La danse en tant que pratique ou œuvre chorégraphique, telle qu’elle résulte des processus et des métiers qui l’activent, peut être regardée de multiples façons. Les collections du CN D sont riches d’archives de regardeurs et de balletomanes. Mais on peut convoquer également les archives des artistes eux-mêmes, quand ceux-ci se laissent voir ou suscitent mises en scène, reportages, textes ou captations.

Avec cette série de photographies dédicacées d’élèves de Mathilde Kschessinska, il ne s’agit pas de célébrer la danseuse mais d’honorer en creux la chère professeure en lui offrant ces témoignages de gratitude et d’attachement. C’est au fond à un double regard que nous convie cet ensemble : on peut certes observer la manière de représenter la ballerine dans les années 1930 ou 1940 – avec ces poses caractéristiques prises en studio – mais est aussi révélée la considération pour la professeure dans cette période de l’entre-deux-guerres.
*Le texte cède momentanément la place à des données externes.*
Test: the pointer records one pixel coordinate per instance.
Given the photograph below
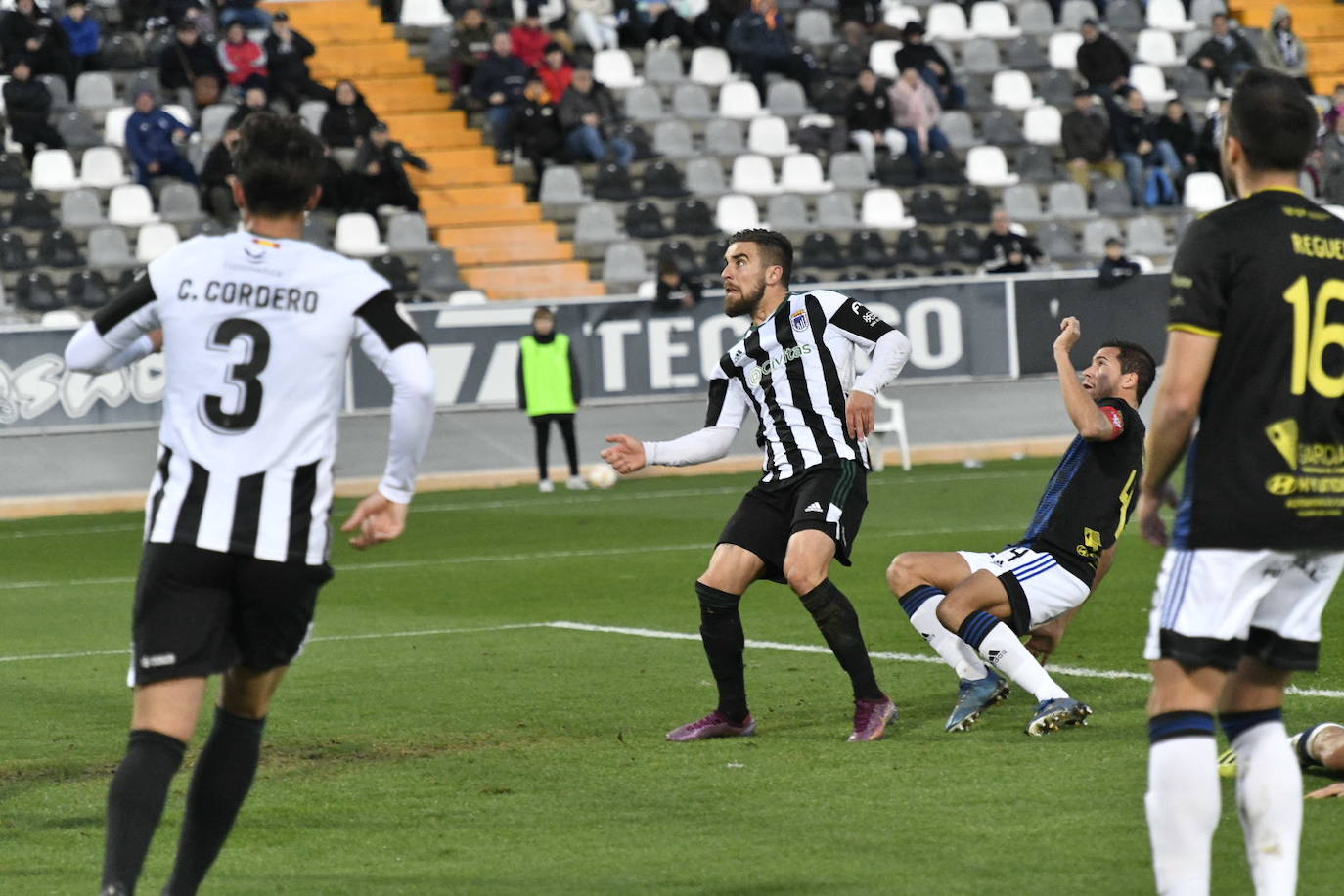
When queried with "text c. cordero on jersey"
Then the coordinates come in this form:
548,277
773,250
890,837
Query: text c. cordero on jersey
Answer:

C’est la variété des discours et images produites qui frappe lorsqu’on s’intéresse aux archives de la danse. Elles rappellent que les créations et les gestes dansés, pour être pleinement manifestés et susciter une archive, supposent une réception. Laquelle peut à son tour engendrer un témoignage, une histoire ou une autre œuvre. Les archives de l’art chorégraphique ouvrent ainsi sur d’autres continents : il s’agit moins de nourrir une compréhension de réalités tangibles que de se laisser gagner par d’autres imaginaires et démarches sensibles.

Au CN D, Laurent Sebillotte est directeur du Patrimoine, de l’Audiovisuel et des Éditions. Juliette Riandey est responsable du pôle Collections et valorisation.

Pièces distinguées
Exposition
du 14 octobre 2024 au 4 avril 2025 au CN D, Pantin
(en version réduite du 14 octobre au 8 novembre)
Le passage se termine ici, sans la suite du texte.